Microsurgical denervation of rat spermatic cord: safety and efficacy data

Abstract

To describe a microsurgical technique for denervation of the spermatic cord and use of multiphoton microscopy (MPM) laser to identify and ablate residual nerves after microsurgical denervation. To evaluate structural and functional changes in the rat testis and vas deferens after denervation. Nine Sprague-Dawley rats were divided into three experimental groups: sham, microsurgical denervation of the spermatic cord (MDSC), and MDSC immediately followed by laser ablation with MPM. At 2 months after surgery, we assessed testicular volume, functional circulation of the testicular artery with Doppler, patency of the vas deferens, and histology of the testis and vas deferens. There was a significant decrease in the median number of nerves remaining around the vas deferens with MDSC alone (3.5 nerves) or MDSC with MPM (1.5 nerves) compared with sham rats (15.5 nerves) (P = 0.003).

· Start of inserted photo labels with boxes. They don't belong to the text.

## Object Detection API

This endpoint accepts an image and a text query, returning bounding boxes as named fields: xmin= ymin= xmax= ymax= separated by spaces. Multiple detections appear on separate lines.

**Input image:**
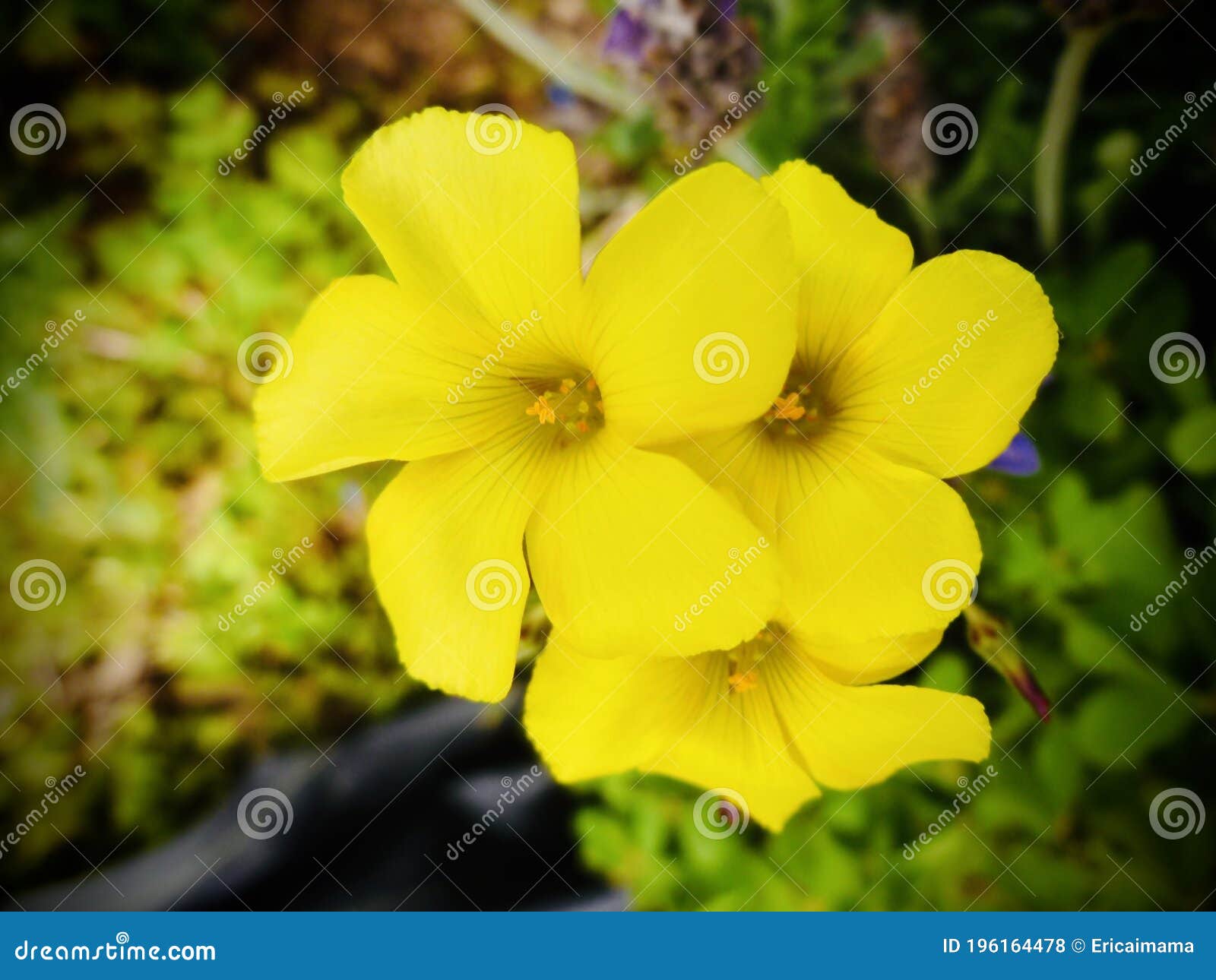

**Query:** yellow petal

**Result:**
xmin=673 ymin=425 xmax=980 ymax=644
xmin=833 ymin=251 xmax=1058 ymax=476
xmin=585 ymin=164 xmax=795 ymax=445
xmin=799 ymin=630 xmax=942 ymax=684
xmin=762 ymin=160 xmax=912 ymax=377
xmin=367 ymin=415 xmax=549 ymax=701
xmin=254 ymin=276 xmax=527 ymax=480
xmin=524 ymin=642 xmax=819 ymax=830
xmin=527 ymin=429 xmax=777 ymax=656
xmin=342 ymin=108 xmax=582 ymax=370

Although, MDSC with MPM resulted in the fewest remaining nerves, this result was similar to MDSC alone (P = 0.29). No deleterious effects on spermatogenesis or vas patency were seen in the experimental groups when compared with the sham rats. A microsurgical approach can be used to effectively and safely denervate the rat spermatic cord with minimal changes to structure and function of the testis and vas deferens. MPM can be used as an adjunct to identify and ablate residual nerves after MDSC.